Donald was born in Forres, north-east of Inverness, to Isabel (nee Brown), a maths teacher, and her husband, Dennis Singer, a chemistry teacher. Part of Donald’s childhood was spent with his family in Iraq and Bahrain, where his father worked for a period as a lecturer at the technical centres of Iraq Petroleum and then Bahrain Petroleum. His secondary schooling took place back in Scotland, at Mackie Academy in Stonehaven, and then he did his medical training at the University of Aberdeen, where he met Fiona Carswell, a fellow student, in 1972. She became a languages teacher, and they married in 1978.

Four years later they moved to London, where Donald completed his postgraduate medical training at Hammersmith, Charing Cross and St George’s hospitals.
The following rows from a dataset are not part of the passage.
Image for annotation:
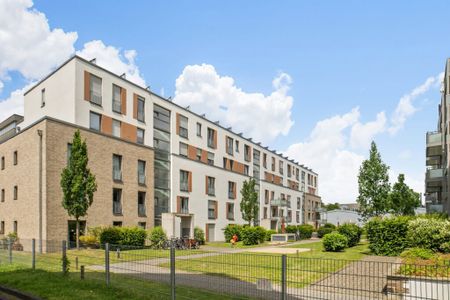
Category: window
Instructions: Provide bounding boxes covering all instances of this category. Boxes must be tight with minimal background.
[180,142,187,157]
[206,176,216,196]
[244,145,251,161]
[178,115,189,138]
[180,170,189,192]
[137,96,145,122]
[136,128,145,144]
[227,203,234,220]
[113,119,121,137]
[208,200,217,219]
[89,111,102,131]
[41,89,45,107]
[226,136,233,155]
[89,74,102,105]
[208,128,216,149]
[113,84,122,114]
[113,154,122,181]
[180,197,189,214]
[208,152,214,166]
[197,123,202,137]
[138,192,147,217]
[138,160,146,185]
[113,189,122,215]
[228,181,236,199]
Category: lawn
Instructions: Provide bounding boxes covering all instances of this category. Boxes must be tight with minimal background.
[0,264,247,300]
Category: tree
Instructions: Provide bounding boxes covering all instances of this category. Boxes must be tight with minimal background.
[389,174,420,215]
[356,141,391,220]
[241,178,259,225]
[61,130,97,249]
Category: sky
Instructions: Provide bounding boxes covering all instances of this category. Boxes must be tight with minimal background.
[0,0,450,203]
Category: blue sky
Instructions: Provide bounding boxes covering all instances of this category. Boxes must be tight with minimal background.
[0,0,450,202]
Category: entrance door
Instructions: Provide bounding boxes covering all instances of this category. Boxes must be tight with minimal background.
[207,224,216,242]
[67,221,86,248]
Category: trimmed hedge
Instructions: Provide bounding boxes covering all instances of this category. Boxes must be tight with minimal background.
[366,216,411,256]
[322,232,348,252]
[338,223,362,247]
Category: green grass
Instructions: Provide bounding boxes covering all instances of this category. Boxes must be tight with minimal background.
[0,264,247,300]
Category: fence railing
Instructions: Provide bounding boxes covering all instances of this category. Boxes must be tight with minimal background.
[0,239,450,300]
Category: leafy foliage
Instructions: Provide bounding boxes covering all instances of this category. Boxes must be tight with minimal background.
[240,178,259,225]
[322,232,348,252]
[389,174,420,215]
[338,223,362,247]
[356,141,391,220]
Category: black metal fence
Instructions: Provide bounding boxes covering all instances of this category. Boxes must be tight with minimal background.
[0,239,450,300]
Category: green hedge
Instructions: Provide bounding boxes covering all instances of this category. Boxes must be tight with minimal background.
[338,223,362,247]
[366,217,411,256]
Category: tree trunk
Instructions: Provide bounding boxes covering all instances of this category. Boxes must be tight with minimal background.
[75,218,80,250]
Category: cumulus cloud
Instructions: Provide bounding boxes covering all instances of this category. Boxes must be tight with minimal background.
[174,64,294,143]
[388,72,444,135]
[77,40,145,86]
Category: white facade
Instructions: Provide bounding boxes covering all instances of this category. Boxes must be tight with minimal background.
[22,56,318,240]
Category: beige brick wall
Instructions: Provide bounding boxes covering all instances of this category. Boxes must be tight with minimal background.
[0,120,154,240]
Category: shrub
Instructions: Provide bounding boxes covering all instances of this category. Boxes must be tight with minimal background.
[338,223,362,247]
[407,217,450,251]
[120,227,147,247]
[322,232,348,252]
[317,226,334,238]
[194,227,205,245]
[366,216,410,256]
[297,224,314,240]
[148,226,167,249]
[241,226,266,245]
[223,224,243,243]
[266,229,277,241]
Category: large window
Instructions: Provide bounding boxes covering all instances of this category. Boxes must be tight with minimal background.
[89,111,102,131]
[89,74,102,105]
[180,170,189,192]
[113,189,122,215]
[113,154,122,181]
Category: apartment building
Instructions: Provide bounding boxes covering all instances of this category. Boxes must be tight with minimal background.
[0,56,320,241]
[425,59,450,214]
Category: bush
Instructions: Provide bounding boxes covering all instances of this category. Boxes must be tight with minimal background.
[194,227,205,245]
[223,224,243,243]
[317,226,334,238]
[148,226,167,249]
[322,232,348,252]
[338,223,362,247]
[297,224,314,240]
[366,216,410,256]
[241,226,266,246]
[407,217,450,251]
[266,229,277,241]
[120,227,147,247]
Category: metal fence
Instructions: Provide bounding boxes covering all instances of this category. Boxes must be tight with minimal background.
[0,239,450,300]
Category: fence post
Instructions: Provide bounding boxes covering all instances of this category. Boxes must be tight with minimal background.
[61,241,67,274]
[31,239,36,270]
[170,240,176,300]
[281,254,287,300]
[105,243,110,285]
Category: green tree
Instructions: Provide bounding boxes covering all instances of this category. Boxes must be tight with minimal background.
[241,179,259,225]
[61,130,97,249]
[356,141,391,220]
[389,174,420,216]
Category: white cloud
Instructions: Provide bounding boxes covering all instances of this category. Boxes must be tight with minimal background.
[0,0,78,85]
[77,40,145,87]
[174,64,294,143]
[388,72,444,135]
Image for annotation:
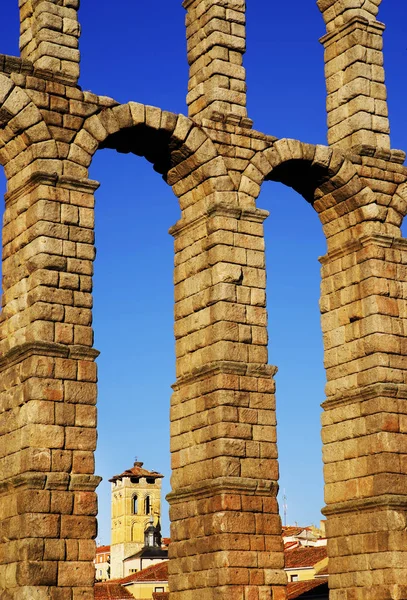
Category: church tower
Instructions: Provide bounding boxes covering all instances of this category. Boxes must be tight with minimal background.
[109,462,163,579]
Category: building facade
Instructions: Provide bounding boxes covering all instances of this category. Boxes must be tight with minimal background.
[110,461,163,579]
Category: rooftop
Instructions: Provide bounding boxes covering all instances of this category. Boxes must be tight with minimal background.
[94,581,133,600]
[287,577,328,600]
[284,546,327,569]
[118,560,168,585]
[109,461,164,483]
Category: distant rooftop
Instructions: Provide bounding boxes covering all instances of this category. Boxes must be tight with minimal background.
[287,577,328,600]
[284,546,327,569]
[93,581,134,600]
[109,461,164,483]
[117,561,168,585]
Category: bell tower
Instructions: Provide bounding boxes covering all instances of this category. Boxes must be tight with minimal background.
[109,461,163,579]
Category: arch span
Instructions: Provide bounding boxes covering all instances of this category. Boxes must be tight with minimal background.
[70,102,234,208]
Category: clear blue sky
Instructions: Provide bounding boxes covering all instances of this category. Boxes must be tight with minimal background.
[0,0,407,543]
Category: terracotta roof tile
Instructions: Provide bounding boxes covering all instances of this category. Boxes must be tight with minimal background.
[287,577,328,600]
[284,542,300,552]
[284,546,327,569]
[283,525,307,537]
[118,560,168,584]
[109,462,164,483]
[94,582,133,600]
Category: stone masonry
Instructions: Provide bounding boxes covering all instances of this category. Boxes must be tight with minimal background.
[0,0,407,600]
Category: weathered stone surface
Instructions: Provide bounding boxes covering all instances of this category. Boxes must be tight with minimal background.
[0,0,407,600]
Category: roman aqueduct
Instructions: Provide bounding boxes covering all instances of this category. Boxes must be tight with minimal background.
[0,0,407,600]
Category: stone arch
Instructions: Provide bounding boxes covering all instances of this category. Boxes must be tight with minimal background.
[239,139,403,249]
[240,139,364,213]
[64,102,233,208]
[0,74,58,189]
[317,0,382,24]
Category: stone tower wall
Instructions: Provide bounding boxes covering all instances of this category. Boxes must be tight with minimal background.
[0,0,407,600]
[110,477,161,579]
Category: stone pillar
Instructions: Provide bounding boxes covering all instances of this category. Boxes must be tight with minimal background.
[321,231,407,600]
[19,0,80,83]
[0,173,100,600]
[169,199,286,600]
[184,0,252,127]
[317,0,390,153]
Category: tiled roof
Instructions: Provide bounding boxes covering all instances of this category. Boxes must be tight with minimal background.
[284,542,300,552]
[284,546,327,569]
[287,577,328,600]
[119,560,168,584]
[283,525,307,537]
[94,582,133,600]
[109,462,164,482]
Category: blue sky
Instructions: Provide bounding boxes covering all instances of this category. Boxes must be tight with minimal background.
[0,0,407,543]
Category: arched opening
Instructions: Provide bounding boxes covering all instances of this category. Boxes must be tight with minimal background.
[90,139,180,543]
[257,175,326,527]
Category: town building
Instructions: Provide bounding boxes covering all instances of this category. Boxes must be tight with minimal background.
[284,546,328,583]
[119,561,168,600]
[95,546,110,581]
[109,461,168,579]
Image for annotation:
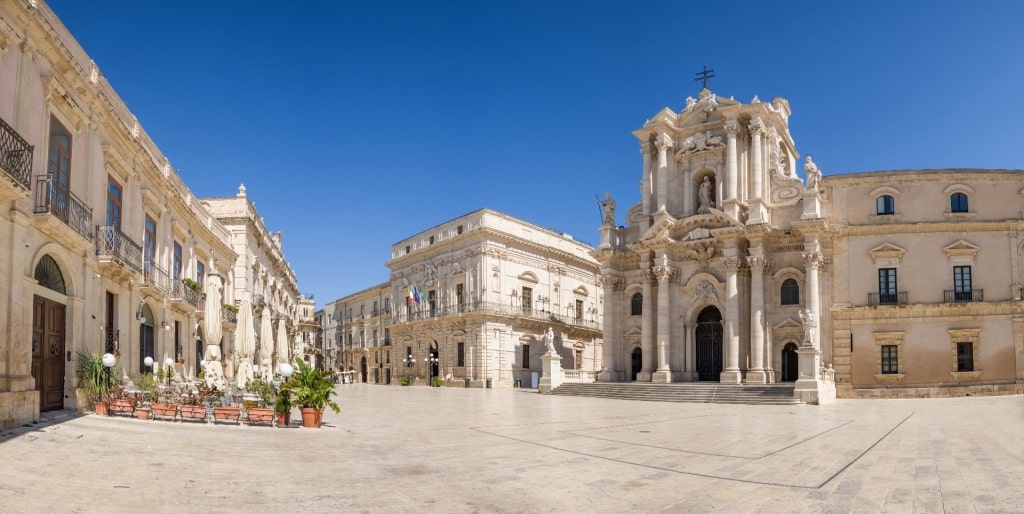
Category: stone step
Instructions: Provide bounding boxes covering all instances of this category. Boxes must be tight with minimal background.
[551,382,801,405]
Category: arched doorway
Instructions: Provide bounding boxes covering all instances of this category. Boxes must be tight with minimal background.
[630,347,643,381]
[32,255,68,412]
[694,307,722,382]
[138,305,157,373]
[782,343,800,382]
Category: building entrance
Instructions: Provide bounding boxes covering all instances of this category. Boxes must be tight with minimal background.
[694,307,722,382]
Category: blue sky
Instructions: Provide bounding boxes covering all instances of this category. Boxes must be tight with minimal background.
[48,0,1024,306]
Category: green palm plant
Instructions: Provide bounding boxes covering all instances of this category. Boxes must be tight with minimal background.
[281,358,341,413]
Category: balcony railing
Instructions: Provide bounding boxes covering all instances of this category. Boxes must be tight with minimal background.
[942,289,985,303]
[389,302,601,330]
[0,119,35,189]
[33,175,92,240]
[142,257,171,293]
[93,225,142,272]
[867,291,906,305]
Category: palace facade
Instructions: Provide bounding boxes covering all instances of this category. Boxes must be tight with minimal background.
[0,1,297,429]
[593,88,1024,402]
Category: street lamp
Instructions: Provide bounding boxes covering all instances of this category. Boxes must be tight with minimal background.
[427,353,437,387]
[401,353,416,383]
[164,357,174,387]
[103,353,118,401]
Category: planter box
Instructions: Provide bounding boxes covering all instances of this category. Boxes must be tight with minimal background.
[178,405,206,422]
[150,403,178,421]
[213,405,242,423]
[106,399,135,416]
[246,406,273,425]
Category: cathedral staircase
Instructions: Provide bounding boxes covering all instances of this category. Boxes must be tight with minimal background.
[551,382,803,405]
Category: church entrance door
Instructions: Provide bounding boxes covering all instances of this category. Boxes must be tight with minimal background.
[694,307,722,382]
[782,343,800,382]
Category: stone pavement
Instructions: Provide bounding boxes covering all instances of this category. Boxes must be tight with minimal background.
[0,384,1024,513]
From 1989 he was a research fellow at St George’s Hospital Medical School, before becoming a senior lecturer and reader in clinical pharmacology and therapeutics. In 2003 he moved to the University of Warwick, and while there was also co-director of the European Society of Hypertension Centre of Excellence until his retirement at the end of 2013.

Donald was active in many medical societies and committees, including the British and Irish Hypertension Society. His interests were in looking at new approaches to personalising medicine; in chemical and genomic research for the discovery of medicines and their harmful effects; the prevention and treatment of hypertension and other disorders of the heart and circulation; and in public understanding of health.

In 2009 he co-founded, with the poet Michael Hulse, the Hippocrates prize for poetry and medicine, which became an annual international competition.

After retirement Donald was president of the Fellowship of Postgraduate Medicine and worked in Rwanda as a member of the faculty of Yale School of Medicine. He was also a member of a working party of the European Medicines Agency, and contributed to a number of medical journals.

He had a remarkable breadth of knowledge of the arts and sciences, which was never more on display than during weekly family Zoom calls to do the Guardian quiz, which kept us all connected during lockdown.

He had a huge range of interests, enjoying birdwatching, playing the violin, golf, bridge and tennis, and he threw himself wholeheartedly into each one. Just before his death he had his first fishing lesson, and on a recent trip to a stately home, where harness-assisted tree-climbing was on offer – though probably intended for children – he joined in with glee.

He was unfailingly kind, helpful, polite, and discreet at all times.

Donald is survived by Fiona, his three children, Ramsay, Eleanor and me, and two grandchildren, Freja and Angus.